A missão ganha carácter urgente quando o stock de sangue começa a esgotar-se e os vampiros se começam a tornar canibais, o que resulta em mutações e consequente morte. O que podia ser um bom filme de acção em torno do filão do momento, os vampiros, com pelo menos três bons actores (além de Hawke e Neill, o elenco conta com William Defoe no papel de um vampiro que consegue voltar a ser humano e com uma paixão por grandes carros) perde-se um pouco precisamente pois não se consegue decidir se é um filme de acção ou um filme de terror ou ainda um filme de ficção científica. Podia até servir para, comparando com a possível escassez de petróleo nos próximos tempos ou a excessiva dependência do ouro negro por parte da Humanidade, servir de alerta. Mas nem isso consegue. Acho que nem quem gosta de filmes de vampiros (e esta semana estreou outro, mais a brincar) irá gostar de «O Último Vampiro».

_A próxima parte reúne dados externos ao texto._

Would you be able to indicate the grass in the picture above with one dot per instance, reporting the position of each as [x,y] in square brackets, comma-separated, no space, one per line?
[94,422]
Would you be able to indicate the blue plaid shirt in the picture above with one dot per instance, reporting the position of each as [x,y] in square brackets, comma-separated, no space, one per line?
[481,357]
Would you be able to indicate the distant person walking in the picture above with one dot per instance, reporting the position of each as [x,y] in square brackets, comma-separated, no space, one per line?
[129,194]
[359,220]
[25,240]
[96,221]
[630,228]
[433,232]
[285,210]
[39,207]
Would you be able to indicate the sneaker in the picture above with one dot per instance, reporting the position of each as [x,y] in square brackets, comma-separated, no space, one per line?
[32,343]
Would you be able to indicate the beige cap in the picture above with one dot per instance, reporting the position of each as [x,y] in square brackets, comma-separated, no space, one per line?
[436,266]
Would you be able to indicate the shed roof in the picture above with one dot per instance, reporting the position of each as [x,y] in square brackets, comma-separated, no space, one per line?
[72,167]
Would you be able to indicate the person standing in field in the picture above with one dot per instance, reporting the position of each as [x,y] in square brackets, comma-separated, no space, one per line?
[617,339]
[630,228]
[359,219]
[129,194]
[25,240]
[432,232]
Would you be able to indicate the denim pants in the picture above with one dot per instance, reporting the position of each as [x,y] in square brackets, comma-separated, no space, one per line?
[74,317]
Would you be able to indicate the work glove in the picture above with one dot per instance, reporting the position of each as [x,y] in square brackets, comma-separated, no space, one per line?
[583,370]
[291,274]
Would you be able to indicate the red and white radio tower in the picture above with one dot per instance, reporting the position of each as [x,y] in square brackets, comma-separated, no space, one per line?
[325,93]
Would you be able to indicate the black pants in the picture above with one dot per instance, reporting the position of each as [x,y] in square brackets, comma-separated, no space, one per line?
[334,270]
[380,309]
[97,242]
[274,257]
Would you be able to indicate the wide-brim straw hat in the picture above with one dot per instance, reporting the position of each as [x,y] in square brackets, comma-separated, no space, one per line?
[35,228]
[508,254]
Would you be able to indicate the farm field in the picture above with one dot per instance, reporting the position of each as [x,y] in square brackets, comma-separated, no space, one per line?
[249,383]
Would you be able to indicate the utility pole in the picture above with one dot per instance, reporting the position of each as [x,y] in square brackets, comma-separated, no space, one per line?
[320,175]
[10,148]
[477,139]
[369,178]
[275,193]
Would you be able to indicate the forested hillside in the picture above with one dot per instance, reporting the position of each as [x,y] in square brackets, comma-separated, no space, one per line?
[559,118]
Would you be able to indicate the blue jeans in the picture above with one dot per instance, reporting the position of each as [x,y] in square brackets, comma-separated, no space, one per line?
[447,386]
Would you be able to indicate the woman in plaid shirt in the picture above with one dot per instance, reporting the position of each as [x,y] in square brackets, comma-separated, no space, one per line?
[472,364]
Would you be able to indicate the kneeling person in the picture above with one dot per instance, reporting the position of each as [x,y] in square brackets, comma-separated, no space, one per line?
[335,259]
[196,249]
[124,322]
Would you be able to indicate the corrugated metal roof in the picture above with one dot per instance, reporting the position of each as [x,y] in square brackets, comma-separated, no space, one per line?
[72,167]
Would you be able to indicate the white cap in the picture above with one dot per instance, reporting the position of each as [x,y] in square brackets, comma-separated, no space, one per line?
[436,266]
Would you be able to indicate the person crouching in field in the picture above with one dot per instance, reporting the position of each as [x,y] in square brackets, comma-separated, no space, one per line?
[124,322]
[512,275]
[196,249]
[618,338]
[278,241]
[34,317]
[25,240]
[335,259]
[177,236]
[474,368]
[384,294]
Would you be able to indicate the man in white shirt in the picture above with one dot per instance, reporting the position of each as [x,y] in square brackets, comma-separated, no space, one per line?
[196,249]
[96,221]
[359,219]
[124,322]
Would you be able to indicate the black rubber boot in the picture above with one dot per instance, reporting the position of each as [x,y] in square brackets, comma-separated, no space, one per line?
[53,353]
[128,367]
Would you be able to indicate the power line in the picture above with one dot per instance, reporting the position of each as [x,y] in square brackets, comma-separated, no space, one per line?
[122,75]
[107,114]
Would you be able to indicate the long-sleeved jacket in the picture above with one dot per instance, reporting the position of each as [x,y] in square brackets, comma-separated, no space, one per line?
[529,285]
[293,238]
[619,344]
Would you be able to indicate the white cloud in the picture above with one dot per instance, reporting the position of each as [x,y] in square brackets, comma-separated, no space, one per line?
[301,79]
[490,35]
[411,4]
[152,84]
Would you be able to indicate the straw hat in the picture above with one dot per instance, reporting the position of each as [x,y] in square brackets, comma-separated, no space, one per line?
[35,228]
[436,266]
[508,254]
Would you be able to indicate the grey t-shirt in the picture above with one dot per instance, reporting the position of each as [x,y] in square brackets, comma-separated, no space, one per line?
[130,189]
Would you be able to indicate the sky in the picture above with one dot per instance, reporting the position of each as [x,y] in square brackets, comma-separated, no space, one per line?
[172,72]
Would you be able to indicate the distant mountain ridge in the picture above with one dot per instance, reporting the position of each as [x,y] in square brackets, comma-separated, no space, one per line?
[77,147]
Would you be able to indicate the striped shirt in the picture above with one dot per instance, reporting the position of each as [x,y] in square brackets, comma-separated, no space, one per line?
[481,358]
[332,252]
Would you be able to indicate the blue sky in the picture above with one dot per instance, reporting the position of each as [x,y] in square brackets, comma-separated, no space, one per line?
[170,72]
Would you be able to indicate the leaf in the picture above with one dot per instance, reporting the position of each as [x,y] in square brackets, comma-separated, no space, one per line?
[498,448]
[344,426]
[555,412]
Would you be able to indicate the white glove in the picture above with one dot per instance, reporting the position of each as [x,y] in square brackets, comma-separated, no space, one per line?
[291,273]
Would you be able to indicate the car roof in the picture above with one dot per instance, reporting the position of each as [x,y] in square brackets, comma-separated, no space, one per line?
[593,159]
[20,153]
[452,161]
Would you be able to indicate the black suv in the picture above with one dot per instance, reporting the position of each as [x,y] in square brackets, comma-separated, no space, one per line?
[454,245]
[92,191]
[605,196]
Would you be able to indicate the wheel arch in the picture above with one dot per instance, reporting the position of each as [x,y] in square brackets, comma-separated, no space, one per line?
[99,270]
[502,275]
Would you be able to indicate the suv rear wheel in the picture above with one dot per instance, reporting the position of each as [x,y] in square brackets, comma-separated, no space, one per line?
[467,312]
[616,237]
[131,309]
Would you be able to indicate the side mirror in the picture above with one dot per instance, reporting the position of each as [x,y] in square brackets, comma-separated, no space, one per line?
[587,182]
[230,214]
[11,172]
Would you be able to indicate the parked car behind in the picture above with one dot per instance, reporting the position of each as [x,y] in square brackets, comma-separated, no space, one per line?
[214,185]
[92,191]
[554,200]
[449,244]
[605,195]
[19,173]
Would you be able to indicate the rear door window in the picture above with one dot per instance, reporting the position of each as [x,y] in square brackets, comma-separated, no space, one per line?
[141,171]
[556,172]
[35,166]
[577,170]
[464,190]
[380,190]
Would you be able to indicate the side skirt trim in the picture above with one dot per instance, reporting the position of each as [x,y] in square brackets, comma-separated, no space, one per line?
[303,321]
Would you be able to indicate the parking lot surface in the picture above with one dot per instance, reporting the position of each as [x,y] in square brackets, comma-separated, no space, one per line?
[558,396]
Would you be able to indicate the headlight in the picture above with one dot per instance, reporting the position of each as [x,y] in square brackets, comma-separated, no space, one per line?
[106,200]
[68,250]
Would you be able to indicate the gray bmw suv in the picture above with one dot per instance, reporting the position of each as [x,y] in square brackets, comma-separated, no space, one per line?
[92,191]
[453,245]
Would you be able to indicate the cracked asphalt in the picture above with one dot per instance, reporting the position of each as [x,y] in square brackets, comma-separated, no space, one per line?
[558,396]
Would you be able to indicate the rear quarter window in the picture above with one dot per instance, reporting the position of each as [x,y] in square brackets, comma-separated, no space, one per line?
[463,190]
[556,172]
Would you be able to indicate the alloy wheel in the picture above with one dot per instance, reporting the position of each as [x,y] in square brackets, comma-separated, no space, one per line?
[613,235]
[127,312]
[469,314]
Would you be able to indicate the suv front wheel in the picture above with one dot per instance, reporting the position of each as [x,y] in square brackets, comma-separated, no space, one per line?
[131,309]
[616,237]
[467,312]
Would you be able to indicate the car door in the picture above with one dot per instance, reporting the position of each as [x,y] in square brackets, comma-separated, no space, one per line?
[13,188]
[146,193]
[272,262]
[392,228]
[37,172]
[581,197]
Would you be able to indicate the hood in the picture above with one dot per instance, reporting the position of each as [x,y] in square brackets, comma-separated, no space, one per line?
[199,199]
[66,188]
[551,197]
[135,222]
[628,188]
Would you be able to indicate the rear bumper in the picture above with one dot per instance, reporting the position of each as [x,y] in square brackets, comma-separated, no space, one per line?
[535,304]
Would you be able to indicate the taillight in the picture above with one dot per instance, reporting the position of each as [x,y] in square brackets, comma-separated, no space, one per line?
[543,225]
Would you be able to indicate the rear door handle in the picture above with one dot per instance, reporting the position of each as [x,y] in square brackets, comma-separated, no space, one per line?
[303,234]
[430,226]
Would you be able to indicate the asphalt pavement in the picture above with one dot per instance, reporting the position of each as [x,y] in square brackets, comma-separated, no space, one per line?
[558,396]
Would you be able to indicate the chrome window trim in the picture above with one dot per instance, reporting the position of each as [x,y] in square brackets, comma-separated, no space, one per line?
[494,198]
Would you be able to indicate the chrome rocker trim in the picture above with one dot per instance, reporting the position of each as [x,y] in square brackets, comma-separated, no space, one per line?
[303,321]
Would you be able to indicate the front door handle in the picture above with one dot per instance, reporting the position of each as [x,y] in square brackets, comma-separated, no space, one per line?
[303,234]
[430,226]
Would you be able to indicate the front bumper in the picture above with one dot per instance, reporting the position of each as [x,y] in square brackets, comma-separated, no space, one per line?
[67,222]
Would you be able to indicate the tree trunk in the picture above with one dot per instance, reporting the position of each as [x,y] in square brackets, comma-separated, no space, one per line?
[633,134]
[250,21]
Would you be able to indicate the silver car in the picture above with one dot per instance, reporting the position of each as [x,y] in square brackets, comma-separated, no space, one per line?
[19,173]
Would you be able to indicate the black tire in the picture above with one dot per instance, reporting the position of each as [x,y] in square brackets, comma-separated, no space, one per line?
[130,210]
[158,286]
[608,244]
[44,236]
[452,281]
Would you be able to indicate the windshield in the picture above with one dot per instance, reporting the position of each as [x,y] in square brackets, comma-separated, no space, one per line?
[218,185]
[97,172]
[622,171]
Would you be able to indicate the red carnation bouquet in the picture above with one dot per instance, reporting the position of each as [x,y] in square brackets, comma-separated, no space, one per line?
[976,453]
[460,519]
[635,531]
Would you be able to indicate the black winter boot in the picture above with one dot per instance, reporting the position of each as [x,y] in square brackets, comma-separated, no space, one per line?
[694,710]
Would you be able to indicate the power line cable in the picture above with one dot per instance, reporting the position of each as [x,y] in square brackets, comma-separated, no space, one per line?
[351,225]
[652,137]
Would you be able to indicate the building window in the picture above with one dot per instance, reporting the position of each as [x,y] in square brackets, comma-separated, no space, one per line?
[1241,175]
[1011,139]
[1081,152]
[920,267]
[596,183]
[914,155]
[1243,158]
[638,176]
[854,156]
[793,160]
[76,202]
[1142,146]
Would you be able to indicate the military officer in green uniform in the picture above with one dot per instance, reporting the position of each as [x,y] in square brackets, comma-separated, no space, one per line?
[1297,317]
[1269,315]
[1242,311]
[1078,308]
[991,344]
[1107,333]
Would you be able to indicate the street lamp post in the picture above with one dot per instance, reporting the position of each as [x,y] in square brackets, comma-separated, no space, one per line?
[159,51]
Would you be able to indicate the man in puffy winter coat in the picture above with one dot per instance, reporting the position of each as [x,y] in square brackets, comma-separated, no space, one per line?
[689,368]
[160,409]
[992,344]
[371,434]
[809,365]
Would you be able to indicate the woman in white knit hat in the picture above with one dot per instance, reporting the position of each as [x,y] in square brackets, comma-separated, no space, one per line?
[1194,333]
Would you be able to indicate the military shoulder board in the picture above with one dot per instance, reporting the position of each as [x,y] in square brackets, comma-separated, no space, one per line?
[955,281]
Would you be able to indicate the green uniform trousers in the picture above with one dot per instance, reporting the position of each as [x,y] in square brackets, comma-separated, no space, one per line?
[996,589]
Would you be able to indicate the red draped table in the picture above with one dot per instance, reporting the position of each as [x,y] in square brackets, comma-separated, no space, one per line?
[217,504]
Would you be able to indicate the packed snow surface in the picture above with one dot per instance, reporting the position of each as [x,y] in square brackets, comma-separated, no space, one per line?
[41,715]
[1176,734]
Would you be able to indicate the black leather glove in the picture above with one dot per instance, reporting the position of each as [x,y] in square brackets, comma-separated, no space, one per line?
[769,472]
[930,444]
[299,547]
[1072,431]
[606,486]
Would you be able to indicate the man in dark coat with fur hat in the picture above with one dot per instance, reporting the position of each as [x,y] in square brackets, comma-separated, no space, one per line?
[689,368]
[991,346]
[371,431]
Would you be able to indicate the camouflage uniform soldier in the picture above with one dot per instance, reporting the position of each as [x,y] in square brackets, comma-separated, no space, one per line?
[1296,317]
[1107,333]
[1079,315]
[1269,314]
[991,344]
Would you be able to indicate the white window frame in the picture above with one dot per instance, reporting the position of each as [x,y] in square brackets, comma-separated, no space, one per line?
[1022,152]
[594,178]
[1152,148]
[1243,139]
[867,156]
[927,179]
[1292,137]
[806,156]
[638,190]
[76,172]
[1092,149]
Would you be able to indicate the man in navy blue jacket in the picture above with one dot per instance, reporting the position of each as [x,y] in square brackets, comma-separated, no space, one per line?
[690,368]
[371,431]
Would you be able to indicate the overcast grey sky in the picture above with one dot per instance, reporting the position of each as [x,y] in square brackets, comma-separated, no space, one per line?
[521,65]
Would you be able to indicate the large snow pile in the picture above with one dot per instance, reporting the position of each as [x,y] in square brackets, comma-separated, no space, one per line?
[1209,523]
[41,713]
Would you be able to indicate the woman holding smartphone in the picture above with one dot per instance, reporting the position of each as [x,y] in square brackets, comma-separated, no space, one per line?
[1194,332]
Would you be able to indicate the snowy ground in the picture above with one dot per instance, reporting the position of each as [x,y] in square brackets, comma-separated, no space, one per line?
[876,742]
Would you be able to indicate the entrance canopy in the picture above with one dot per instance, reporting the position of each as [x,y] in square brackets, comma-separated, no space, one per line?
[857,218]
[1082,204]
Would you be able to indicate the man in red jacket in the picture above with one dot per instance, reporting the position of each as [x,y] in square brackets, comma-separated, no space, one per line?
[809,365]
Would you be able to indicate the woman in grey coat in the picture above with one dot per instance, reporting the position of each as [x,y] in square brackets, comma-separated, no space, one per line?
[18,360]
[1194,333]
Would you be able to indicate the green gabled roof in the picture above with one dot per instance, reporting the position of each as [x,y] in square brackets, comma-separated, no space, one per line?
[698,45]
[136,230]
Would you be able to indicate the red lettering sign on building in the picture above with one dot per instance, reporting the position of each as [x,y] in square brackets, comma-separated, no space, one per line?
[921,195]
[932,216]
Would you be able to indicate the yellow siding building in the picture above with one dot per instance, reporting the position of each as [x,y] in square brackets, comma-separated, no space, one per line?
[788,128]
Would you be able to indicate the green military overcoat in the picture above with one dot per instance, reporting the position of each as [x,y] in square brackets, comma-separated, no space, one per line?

Com tantos filmes bons que vão directos para o vídeo, e «F» (ver crítica anterior) se calhar nem sequer vai ter direito a isso, a continua a fazer-me confusão como é que alguns filmes chegam às salas.

Nota: 2/5

Site oficial do filme

F, de Johannes Roberts (2010)

Não sou grande habitué do Motel X, até porque os filmes de terror não são o meu género favorito, salvo algumas excepções. Mas geralmente todos os anos tento ir a uma sessão deste festival de cinema. Desta vez calhou ir ver «F», do britânico Johannes Roberts, e tive a possibilidade de assistir a um grande filme.

«F» é a história de um professor que é agredido por um aluno em plena aula, depois de lhe ter dado uma má nota e ter feito um comentário trocista sobre o teste. Alguns meses depois e um processo em tribunal perdido, porque os pais consideraram que o professor é que foi responsável pela agressão, o professor Robert Anderson (David Schofield) está a atravessar um mau momento: afastou-se família, os colegas de escola não o ajudaram muito a recuperar e está agarrado à garrafa de whisky.

Numa noite em que toda a gente se lembrou de ficar na escola, um gangue de encapuçados, cuja identidade nunca chegamos a conhecer, entra na escola e vai eliminando todos um a um. Neste ponto o professor só quer procurar a filha, que também estava dentro do estabelecimento porque o pai a tinha colocado de castigo.

Em linhas gerais, é disto que trata «F» e o resultado é muito bom. Johannes Roberts consegue a espaços lembrar alguns filmes de John Carpenter, o próprio realizador assumiu, num vídeo de apresentação que passou antes da projecção, que a obra do mestre foi uma inspiração, nomeadamente o saudoso «Assalto à 13ª Esquadra». Recorrendo pouco a imagens demasiado violentas, com excepção de um ou outro caso mais exagerado, «F» causa algum desconforto e prega-nos vários sustos. Não só porque estamos perante um filme bastante realista, como os atacantes se mexem nas sombras e nunca chegamos a saber quem são ou o que os move. E Johannes Roberts marca pontos ao deixar esse ponto no ar. Se todos os filmes de terror fossem assim, tinham ganho mais um fã.